Way back in the dark ages the world wide web was created as a means of sharing static content. For various good reasons HTTP was made a stateless protocol. This conserved server resources as a client only consumed scarce resources (such as memory and network connections) during the processing of the request. As the requests are bursty this allowed many more clients to use a server than in a more traditional network application where clients have persistent connections and tie up resources for long periods.
In the beginning this was fine but as people started to use it more this became a major limitation. As people started to embed dynamic functionality into their websites the lack of state was a serious limitation. Hence the ability to have state has added. The mechanism that is used to do this is cookies, which allow a web server to give some state to the client that it will then be handed back on every request. While not particularly elegant this worked, was backwards compatible and is now ubiquitous*.
Cookies are all very well but they're fairly low level. Almost all web frameworks implement more sophisticated state management on top of cookies. This is generally termed Session. Specific implementation details vary but session typically allows the storage of arbitrary data in a hash structure. Sessions are tracked by a cookie assigned to the client by the framework. This cookie is assigned at the start of the session (such as when a cookieless request is made to the server). The session then persists on the server side for some period and is available to all requests that supply the correct cookie.
This is very convenient but unfortunately has a number of drawbacks. These aren't necessarily immediately apparent, especially in a development environment. This leads to problems being discovered at runtime where they can be very expensive to fix.
A unique session will be allocated to each browser instance. Some classes of concurrency issues can be avoided by only processing one page per session at a time. If your framework does this you don't need to worry about locking of the session. However a cookie, and therefore a session, is associated with a browser instance and not a window or tab. If a user opens multiple tabs or pages and performs separate actions in parallel that operate on the same shared state then there is the strong possibility that the actions will become corrupted and fail.

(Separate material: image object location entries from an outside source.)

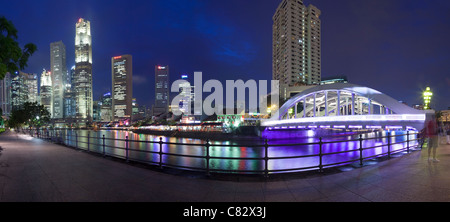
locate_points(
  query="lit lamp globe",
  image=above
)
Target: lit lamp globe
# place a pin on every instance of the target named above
(427, 98)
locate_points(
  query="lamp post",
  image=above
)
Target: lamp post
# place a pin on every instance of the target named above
(427, 98)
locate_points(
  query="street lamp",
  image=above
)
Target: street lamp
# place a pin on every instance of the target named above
(427, 98)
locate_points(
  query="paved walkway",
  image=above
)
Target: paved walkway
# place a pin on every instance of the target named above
(33, 170)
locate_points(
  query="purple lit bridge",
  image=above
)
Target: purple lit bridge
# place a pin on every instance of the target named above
(346, 106)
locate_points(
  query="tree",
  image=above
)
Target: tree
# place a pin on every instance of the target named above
(12, 57)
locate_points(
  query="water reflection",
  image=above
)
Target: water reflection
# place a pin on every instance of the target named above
(301, 154)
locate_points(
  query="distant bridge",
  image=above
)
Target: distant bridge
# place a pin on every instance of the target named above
(346, 106)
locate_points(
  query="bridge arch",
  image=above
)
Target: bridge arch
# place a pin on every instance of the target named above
(344, 103)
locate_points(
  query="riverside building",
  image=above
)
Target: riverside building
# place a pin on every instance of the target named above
(296, 45)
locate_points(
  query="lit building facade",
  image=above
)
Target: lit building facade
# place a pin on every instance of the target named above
(19, 90)
(46, 92)
(122, 87)
(5, 94)
(186, 105)
(82, 84)
(105, 108)
(296, 45)
(31, 80)
(59, 73)
(161, 105)
(69, 95)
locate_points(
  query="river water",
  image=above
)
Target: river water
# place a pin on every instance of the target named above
(146, 148)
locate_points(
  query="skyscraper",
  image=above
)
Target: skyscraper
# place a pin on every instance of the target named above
(161, 90)
(19, 90)
(296, 44)
(69, 96)
(59, 74)
(122, 87)
(31, 82)
(46, 93)
(83, 71)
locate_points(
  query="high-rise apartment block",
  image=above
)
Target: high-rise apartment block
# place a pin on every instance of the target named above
(59, 76)
(82, 84)
(5, 94)
(122, 87)
(296, 44)
(161, 105)
(46, 91)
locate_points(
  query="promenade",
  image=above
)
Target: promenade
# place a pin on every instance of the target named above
(34, 170)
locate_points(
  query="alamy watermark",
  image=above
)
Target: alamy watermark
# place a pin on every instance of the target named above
(214, 103)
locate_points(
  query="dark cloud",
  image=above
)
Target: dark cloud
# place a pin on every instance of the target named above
(395, 46)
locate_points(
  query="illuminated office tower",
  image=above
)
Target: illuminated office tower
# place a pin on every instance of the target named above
(59, 73)
(296, 58)
(161, 105)
(31, 83)
(19, 90)
(69, 95)
(187, 96)
(82, 84)
(5, 94)
(46, 91)
(122, 87)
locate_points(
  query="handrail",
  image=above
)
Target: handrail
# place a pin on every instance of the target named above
(161, 149)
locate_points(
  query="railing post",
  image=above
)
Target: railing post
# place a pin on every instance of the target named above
(207, 157)
(126, 148)
(360, 150)
(407, 141)
(320, 155)
(103, 138)
(160, 152)
(266, 158)
(88, 140)
(389, 144)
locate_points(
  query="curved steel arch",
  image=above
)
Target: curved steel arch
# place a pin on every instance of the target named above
(361, 91)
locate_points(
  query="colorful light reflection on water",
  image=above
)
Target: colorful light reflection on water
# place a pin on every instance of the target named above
(140, 144)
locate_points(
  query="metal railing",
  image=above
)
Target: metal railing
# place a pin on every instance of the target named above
(100, 145)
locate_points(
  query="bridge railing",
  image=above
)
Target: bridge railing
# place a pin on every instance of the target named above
(156, 152)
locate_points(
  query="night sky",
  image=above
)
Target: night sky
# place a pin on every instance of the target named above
(395, 46)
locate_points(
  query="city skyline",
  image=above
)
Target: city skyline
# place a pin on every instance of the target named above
(232, 43)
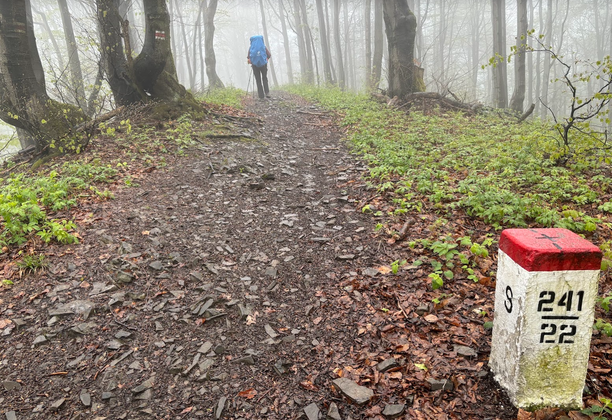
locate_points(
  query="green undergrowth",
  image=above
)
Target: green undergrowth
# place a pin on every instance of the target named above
(229, 96)
(435, 164)
(29, 203)
(493, 168)
(38, 203)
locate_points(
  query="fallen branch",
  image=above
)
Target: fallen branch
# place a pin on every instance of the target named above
(526, 114)
(318, 114)
(228, 136)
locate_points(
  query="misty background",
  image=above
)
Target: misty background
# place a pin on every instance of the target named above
(454, 45)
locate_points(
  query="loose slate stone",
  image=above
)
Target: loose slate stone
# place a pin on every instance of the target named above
(205, 348)
(437, 384)
(144, 386)
(247, 360)
(114, 345)
(123, 277)
(270, 331)
(11, 385)
(392, 411)
(356, 393)
(157, 265)
(39, 340)
(312, 411)
(57, 404)
(85, 399)
(271, 272)
(387, 364)
(145, 395)
(123, 334)
(465, 351)
(371, 272)
(220, 407)
(333, 413)
(107, 396)
(76, 307)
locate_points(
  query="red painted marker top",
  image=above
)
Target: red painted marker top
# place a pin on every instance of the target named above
(549, 250)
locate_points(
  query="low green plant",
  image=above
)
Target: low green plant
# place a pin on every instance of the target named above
(599, 412)
(603, 326)
(33, 262)
(230, 96)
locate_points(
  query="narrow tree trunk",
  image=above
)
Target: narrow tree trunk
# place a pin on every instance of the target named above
(475, 50)
(378, 45)
(265, 29)
(530, 56)
(400, 24)
(186, 45)
(201, 49)
(299, 31)
(281, 10)
(324, 50)
(76, 79)
(538, 90)
(500, 79)
(518, 96)
(338, 42)
(547, 58)
(209, 33)
(45, 24)
(24, 103)
(367, 18)
(308, 42)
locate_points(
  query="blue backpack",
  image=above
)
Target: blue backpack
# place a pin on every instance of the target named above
(257, 52)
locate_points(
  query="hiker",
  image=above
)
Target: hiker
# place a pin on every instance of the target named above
(258, 57)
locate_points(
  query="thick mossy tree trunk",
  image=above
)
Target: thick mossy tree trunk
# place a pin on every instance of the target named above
(400, 24)
(209, 51)
(24, 102)
(152, 74)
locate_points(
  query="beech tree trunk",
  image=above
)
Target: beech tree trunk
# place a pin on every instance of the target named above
(76, 79)
(281, 11)
(400, 24)
(367, 18)
(325, 51)
(500, 72)
(378, 44)
(339, 60)
(267, 42)
(518, 96)
(151, 75)
(24, 102)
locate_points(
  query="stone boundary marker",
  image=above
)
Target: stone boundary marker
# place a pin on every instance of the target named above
(544, 308)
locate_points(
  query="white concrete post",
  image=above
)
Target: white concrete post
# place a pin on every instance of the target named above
(544, 308)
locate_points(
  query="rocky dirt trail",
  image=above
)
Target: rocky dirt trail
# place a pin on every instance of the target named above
(233, 284)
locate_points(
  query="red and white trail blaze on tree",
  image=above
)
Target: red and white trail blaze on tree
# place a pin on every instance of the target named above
(151, 75)
(400, 25)
(24, 102)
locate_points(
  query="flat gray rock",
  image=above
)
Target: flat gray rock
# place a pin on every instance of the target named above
(354, 392)
(11, 385)
(220, 407)
(312, 411)
(392, 411)
(85, 399)
(76, 307)
(333, 413)
(387, 364)
(465, 351)
(437, 384)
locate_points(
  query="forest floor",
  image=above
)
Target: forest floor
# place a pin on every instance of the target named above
(240, 282)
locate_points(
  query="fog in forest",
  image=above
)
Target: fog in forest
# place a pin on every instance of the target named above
(454, 44)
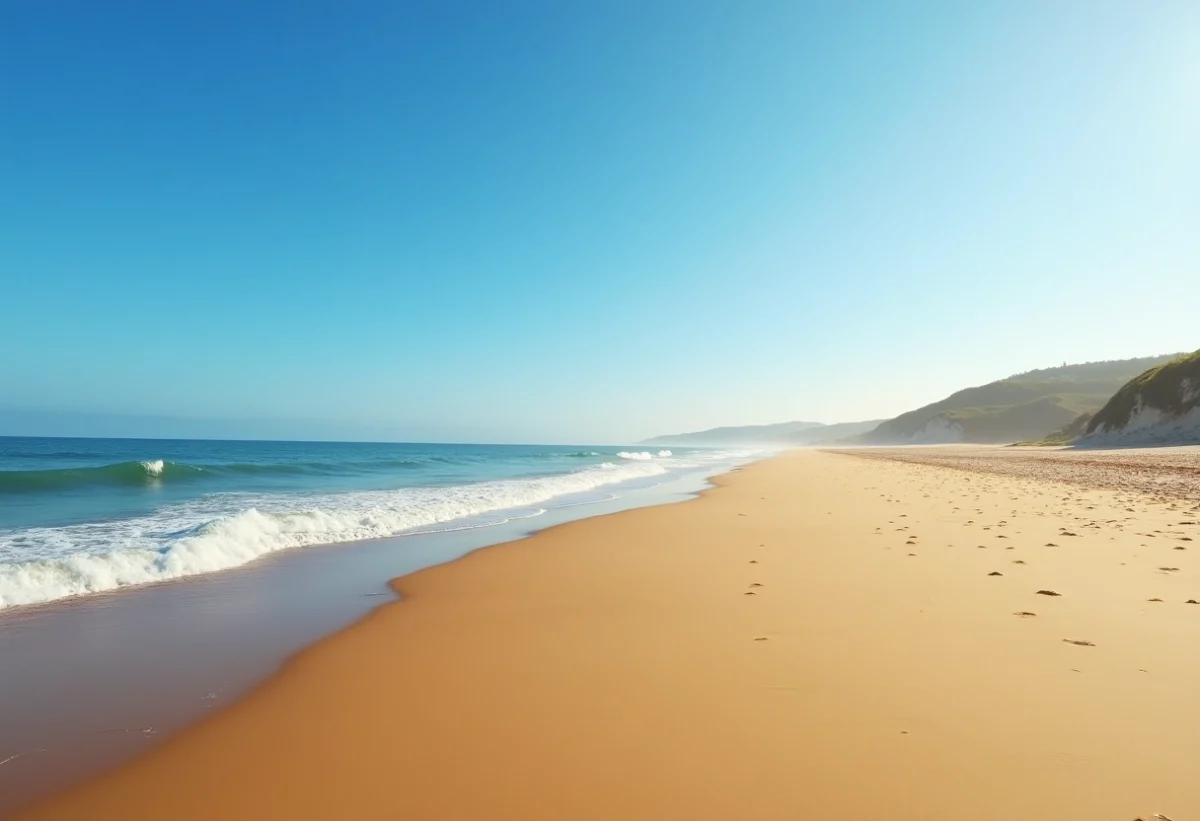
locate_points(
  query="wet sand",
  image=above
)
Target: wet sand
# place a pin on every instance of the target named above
(823, 635)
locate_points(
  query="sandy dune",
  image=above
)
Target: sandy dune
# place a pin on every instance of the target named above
(825, 635)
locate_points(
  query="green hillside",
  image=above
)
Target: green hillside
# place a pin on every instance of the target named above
(1023, 407)
(1169, 390)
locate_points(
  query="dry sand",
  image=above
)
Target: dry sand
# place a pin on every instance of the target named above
(823, 635)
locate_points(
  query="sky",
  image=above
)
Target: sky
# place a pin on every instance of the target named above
(580, 221)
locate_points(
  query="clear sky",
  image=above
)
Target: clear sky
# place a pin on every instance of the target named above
(580, 221)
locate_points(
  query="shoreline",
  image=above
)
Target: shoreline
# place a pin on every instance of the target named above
(731, 657)
(133, 667)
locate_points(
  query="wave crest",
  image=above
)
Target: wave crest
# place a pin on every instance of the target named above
(95, 557)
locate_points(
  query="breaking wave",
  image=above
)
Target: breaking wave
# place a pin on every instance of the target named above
(42, 564)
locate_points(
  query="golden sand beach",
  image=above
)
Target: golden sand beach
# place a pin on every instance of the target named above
(822, 635)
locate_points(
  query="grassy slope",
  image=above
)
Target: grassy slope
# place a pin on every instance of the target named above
(1026, 406)
(1161, 387)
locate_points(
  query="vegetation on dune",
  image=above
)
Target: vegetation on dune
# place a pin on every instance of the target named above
(1023, 407)
(1171, 388)
(1065, 435)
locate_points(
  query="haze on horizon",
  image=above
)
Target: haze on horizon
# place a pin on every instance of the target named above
(556, 222)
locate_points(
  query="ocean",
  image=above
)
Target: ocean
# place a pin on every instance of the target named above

This can also be a problem even when a user has only a single browser page/tab open on your site. If state is added to the session by one process and not cleaned up there is a risk another process may pick up the state later and use it incorrectly. Avoiding this requires ensuring that session state is always disposed correctly. The appropriate place to do this is at the start of an action, as the potential for process failure means that it cannot be guaranteed that a process will correctly clean up its state.
The use of session data also makes processes more difficult to follow. It makes it difficult to determine where data is set and where it is used. As it is not explicit it can be easy for developers to overlook setting necessary state unless it is immediately apparent that it is required. This can cause failures in sections of an application significantly removed from where the error originates. Debugging this is difficult and time consuming, and is often difficult to reliably replicate.
Sessions also cause issues with application scalability and reliability. Each session needs to be stored somewhere. If this is in memory then the number of concurrent users a server can handle drops significantly as memory is a scarce resource. Placing the session in an external data store requires that it be every time it is used and updated every time it is modified. This can represent a significant amount of traffic against the data store.
Using sessions with multiple web servers is also problematic. If you store the session in memory your load balancing mechanism will need to be session-aware, increasing its complexity. Alternatively the session will need to be in an external data store, which introduces latency and points of failure.
So the lesson is: Session bad. Unfortunately it's also necessary for some applications. If your application requires a shopping cart then you need to track its contents in some fashion. As cookies store limited data keeping the entire cart in a cookie (or even multiple cookies) is infeasible. This implies a session-like mechanism and for most developers (i.e. you) and most projects (i.e. anything smaller than, say, Amazon) it's better to rely on the mechanism your framework provides than role your own.
If you are in this situation, the following are things to consider:
- Does it really need to be in the session? The only things that must be in a session are things that are transient and do not belong in your application database. Session is a poor place to data you can retrieve from the database or put into your framework's caching infrastructure. If your session ends up being persisted to a database anyway you need to do the query in any case, so you are unlikely to see a benefit from using session here.
- Is the session data minimal? Putting data into the session causes overhead, either in memory continuously consumed or in traffic to and from your database. This information is unlikely to be needed on every page impression. Consider storing a key in the session and keeping the rest in the database. For instance a shopping cart may be stored in the database with only the cart instance ID and possibly an item count and total in the session. This gives the key data (removing a database query) while keeping the session data contained.
- Encapsulate the session usage into classes such that all access must use the common implementation. This allows checks to be centralised and the session implementation to be altered independently of the client code. It also allows for mocking in unit testing.
- Make sure you know how the application will be deployed, not just immediately but in the future. Prepare for the worst case or ensure that session issues will be considered in the environment or usage changes.
- Keep current records of the data used in the session, including what is responsible for setting it, what is allowed to read and modify it, and what is responsible for its cleanup. Make sure your team is aware of the document and refers to it as necessary.
- Ensure your application handles session expiry gracefully. Most frameworks automatically expire a session after some configurable period of inactivity. It's generally considered best that your system doesn't start throwing unfriendly errors when this happens.
*Cookies of course have led to a number of security and privacy concerns, some founded, some not. I won't be discussing these here.